Im vergangenen Jahr hat es einer Studie zufolge wahrscheinlich gut 47.000 Hitzetote in Europa gegeben – doch es hätten noch viel mehr sein können.
Hitze im Jahr 2023: Mehr als 47.000 Tote in Europa
Mehr als 47.000 Menschen sind nach Expertenschätzungen 2023 in Europa an den Folgen hoher Temperaturen gestorben, dem weltweit wärmsten Jahr seit Beginn der Aufzeichnungen. Die entsprechende Modellierungsstudie unter Leitung des «Barcelona Institute for Global Health» wurde im Fachblatt «Nature Medicine» veröffentlicht. Darin berichtet die internationale Forschungsgruppe aber auch, dass anscheinend eine Anpassung an die Hitze stattgefunden hat.

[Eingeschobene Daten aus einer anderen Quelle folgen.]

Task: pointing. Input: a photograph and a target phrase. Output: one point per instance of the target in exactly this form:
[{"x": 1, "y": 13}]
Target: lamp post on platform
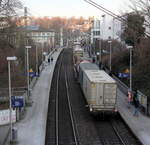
[
  {"x": 9, "y": 59},
  {"x": 110, "y": 53},
  {"x": 131, "y": 49},
  {"x": 28, "y": 81}
]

Das Team hat Mortalitätsdaten des Europäischen Statistikamtes (Eurostat) über 96 Millionen Todesfälle verwendet, um die hitzebedingte Sterblichkeitslast im Jahr 2023 für 823 Regionen in 35 europäischen Ländern zu schätzen.
Laut diesen Schätzungen gab es im letzten Jahr 47.690 hitzebedingte Todesfälle in Europa. Dies stellt die zweithöchste Sterblichkeitsrate seit Beginn der Berechnungen im Jahr 2015 dar, wobei die höchste Rate im Jahr 2022 verzeichnet wurde.
Die Forschungsgruppe stellte fest, dass die Länder mit den höchsten hitzebedingten Sterberaten in Südeuropa liegen. Griechenland belegt den ersten Platz mit 393 Todesfällen pro eine Million Einwohner, gefolgt von Bulgarien mit 229, Italien mit 209 und Spanien mit 175. Deutschland hatte im Jahr 2023 eine Rate von 76 Todesfällen pro eine Million Einwohner.
Frauen und ältere Menschen besonders gefährdet
Die Forschungsgruppe schätzt die Anzahl der Hitzetoten für 2023 in Italien auf knapp 12.750, gefolgt von 8.352 in Spanien und 6.376 in Deutschland. In fast allen untersuchten Ländern starben mehr Frauen als Männer an den Hitzefolgen, wobei insgesamt vor allem ältere Menschen anfällig waren.
Das Robert Koch-Institut (RKI) hatte für 2023 in Deutschland eine Zahl von 3200 Hitzetoten ermittelt. Die Zahlen des RKI und des Barcelona-Teams differierten schon für 2022. Dazu hatte ein RKI-Experte erläutert, dass der Unterschied unter anderem mit unterschiedlichen Definitionen von «Hitze» zu tun habe.
Elisa Gallos Team aus Barcelona hat nun auch die Auswirkungen der hitzebedingten Sterblichkeit ohne Klimaanpassungsmaßnahmen modelliert. Dies beinhaltet Verbesserungen in den Bereichen Gesundheitsversorgung, sozialer Schutz und Lebensstil, Fortschritte in der Arbeitsplatzgesundheit und den baulichen Gegebenheiten, ein gesteigertes Risikobewusstsein sowie effektivere Kommunikations- und Frühwarnstrategien.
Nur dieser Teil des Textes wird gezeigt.